9-O-Me-NeuGca(2-11)-9-O-Me-NeuGca(2-11)-9-O-Me-NeuGca(2-3)-Ins-1-P-Ceramide
The ceramide moiety was shown to contain C16 sphingosine and C22:0-C24:0 fatty acid. Furthermore it exhibited neuritogenic activity in the presence of nerve growth factor.
An unusual GM2 derivative, taurine-conjugated GM2, (tauro-GM2),
has been described in brain samples from patients with Tah-Sachs disease (Li
YT et al., J Biol Chem 2003, 278, 35286).

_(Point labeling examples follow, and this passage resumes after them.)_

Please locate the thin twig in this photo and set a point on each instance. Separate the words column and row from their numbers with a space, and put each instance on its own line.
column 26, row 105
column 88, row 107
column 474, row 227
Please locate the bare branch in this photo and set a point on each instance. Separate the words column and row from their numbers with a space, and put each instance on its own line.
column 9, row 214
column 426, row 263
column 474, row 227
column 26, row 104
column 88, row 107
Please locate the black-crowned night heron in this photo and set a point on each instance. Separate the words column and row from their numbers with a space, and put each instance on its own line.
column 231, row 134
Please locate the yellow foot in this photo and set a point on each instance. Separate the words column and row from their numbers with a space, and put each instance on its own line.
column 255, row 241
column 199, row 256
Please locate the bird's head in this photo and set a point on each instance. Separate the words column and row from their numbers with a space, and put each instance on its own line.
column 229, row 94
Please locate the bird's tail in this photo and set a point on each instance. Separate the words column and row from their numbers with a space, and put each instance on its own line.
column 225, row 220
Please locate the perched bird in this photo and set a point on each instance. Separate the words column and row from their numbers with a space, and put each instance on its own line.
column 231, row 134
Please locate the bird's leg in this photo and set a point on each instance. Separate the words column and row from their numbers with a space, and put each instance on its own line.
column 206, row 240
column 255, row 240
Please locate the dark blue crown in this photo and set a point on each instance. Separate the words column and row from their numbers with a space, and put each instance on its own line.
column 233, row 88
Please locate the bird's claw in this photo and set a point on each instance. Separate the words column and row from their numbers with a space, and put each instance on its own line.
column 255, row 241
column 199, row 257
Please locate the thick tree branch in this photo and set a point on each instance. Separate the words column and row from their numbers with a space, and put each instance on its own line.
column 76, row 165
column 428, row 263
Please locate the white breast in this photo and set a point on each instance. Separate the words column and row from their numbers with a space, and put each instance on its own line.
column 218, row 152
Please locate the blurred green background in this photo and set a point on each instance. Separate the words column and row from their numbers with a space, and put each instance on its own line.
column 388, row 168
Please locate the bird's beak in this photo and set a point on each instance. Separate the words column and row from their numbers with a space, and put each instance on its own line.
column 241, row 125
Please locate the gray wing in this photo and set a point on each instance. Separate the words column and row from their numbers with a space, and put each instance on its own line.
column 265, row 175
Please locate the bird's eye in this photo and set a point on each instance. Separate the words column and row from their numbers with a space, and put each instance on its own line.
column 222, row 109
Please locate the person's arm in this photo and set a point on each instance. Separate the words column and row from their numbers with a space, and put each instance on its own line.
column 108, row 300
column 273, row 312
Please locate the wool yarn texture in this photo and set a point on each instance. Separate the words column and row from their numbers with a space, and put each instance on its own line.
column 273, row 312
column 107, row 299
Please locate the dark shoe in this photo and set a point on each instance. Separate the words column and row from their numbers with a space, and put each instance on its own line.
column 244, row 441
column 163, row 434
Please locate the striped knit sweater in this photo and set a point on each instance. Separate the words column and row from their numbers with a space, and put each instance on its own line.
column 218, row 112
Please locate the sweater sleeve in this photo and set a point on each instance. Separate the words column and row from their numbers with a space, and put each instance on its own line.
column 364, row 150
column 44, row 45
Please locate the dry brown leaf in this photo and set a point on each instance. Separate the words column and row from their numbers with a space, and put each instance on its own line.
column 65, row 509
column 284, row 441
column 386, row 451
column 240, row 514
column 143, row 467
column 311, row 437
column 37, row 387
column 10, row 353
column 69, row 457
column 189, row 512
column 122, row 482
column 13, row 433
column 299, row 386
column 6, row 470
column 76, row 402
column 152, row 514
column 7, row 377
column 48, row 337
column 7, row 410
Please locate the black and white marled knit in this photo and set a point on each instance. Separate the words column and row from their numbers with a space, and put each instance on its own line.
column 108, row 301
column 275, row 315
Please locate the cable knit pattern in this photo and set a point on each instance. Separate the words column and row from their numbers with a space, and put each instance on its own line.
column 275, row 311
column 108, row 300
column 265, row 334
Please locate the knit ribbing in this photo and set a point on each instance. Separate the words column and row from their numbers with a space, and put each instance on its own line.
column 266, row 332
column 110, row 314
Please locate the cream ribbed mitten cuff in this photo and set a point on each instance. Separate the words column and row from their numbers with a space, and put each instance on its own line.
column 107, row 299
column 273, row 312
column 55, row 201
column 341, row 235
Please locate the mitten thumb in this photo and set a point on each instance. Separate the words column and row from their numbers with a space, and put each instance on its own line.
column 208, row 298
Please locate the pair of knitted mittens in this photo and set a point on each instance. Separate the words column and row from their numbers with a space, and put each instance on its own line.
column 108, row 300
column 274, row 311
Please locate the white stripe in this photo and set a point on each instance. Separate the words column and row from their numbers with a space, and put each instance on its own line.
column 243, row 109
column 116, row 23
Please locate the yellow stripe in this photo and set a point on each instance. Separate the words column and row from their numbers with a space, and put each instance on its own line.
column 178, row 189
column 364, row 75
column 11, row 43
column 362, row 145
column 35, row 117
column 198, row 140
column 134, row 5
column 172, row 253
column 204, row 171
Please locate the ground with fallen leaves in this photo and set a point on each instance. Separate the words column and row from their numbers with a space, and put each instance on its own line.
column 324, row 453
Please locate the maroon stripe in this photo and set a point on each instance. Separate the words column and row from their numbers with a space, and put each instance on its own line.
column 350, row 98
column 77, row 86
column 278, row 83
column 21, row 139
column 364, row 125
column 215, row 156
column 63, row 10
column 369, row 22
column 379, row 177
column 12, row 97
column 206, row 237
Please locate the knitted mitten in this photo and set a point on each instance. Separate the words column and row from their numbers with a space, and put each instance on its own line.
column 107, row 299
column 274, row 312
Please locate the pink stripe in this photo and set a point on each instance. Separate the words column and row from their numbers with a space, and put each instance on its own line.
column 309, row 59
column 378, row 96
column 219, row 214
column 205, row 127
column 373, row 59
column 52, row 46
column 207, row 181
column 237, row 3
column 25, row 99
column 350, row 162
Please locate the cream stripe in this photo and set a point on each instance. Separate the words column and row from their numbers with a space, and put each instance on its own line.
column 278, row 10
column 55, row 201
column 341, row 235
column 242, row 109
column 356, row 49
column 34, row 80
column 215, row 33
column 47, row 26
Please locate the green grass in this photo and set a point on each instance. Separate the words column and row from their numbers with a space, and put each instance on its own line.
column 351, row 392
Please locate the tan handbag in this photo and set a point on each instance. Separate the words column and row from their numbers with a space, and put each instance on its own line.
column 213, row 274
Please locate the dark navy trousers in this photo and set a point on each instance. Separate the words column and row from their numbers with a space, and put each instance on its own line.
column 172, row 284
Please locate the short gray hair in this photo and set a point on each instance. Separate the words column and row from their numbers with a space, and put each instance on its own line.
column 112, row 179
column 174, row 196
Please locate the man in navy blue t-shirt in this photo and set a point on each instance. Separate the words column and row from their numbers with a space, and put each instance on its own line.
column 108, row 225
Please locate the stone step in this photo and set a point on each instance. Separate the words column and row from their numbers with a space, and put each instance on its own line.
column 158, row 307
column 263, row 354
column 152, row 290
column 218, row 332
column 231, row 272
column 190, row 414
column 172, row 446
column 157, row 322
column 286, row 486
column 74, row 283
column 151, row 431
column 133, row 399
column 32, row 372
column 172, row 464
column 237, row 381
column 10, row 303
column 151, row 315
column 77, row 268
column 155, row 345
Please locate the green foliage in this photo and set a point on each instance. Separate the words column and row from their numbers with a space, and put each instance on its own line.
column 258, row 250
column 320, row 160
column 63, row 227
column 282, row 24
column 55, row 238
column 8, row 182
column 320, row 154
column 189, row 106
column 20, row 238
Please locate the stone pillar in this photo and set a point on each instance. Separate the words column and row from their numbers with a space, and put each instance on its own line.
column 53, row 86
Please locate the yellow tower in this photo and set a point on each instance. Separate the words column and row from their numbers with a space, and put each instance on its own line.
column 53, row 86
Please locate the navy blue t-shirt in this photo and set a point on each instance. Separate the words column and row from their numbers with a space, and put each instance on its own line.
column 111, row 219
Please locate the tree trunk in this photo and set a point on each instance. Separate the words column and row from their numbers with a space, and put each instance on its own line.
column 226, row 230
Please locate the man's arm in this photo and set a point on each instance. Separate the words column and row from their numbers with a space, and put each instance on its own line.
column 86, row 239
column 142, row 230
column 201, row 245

The structure of that novel
ganglioside was established to present the carboxyl group of N-acetylneuraminic
acid amidated by taurine (see below).
The presence of tauro-GM2 in Tay-Sachs
brains, but not in normal brains, indicates the possible association of this
compound with the pathogenesis of that disease. As the amount of GM2 is largely
increased (from 20 up to about 1000 nmol/g wet brain tissue), neural tissues may
contend with this highly concentrated GM2 in
using taurine conjugation as a mean to remove the excess
of GM2 but in accumulating a new compound with possible toxic surfactant
properties.
Unique gangliosides have been described in echinoderms (sea urchin, starfish).
Curiously, these gangliosides contain in sea urchin, besides sialic acid, only
glucose as sugar component. Furthermore, sialic acid is internally situated or
bound to the terminal glucosyl group. A review of these glycosphingolipids in
echinoderms may be found by T Hori et al (Prog Lipid Res 1993, 32, 25).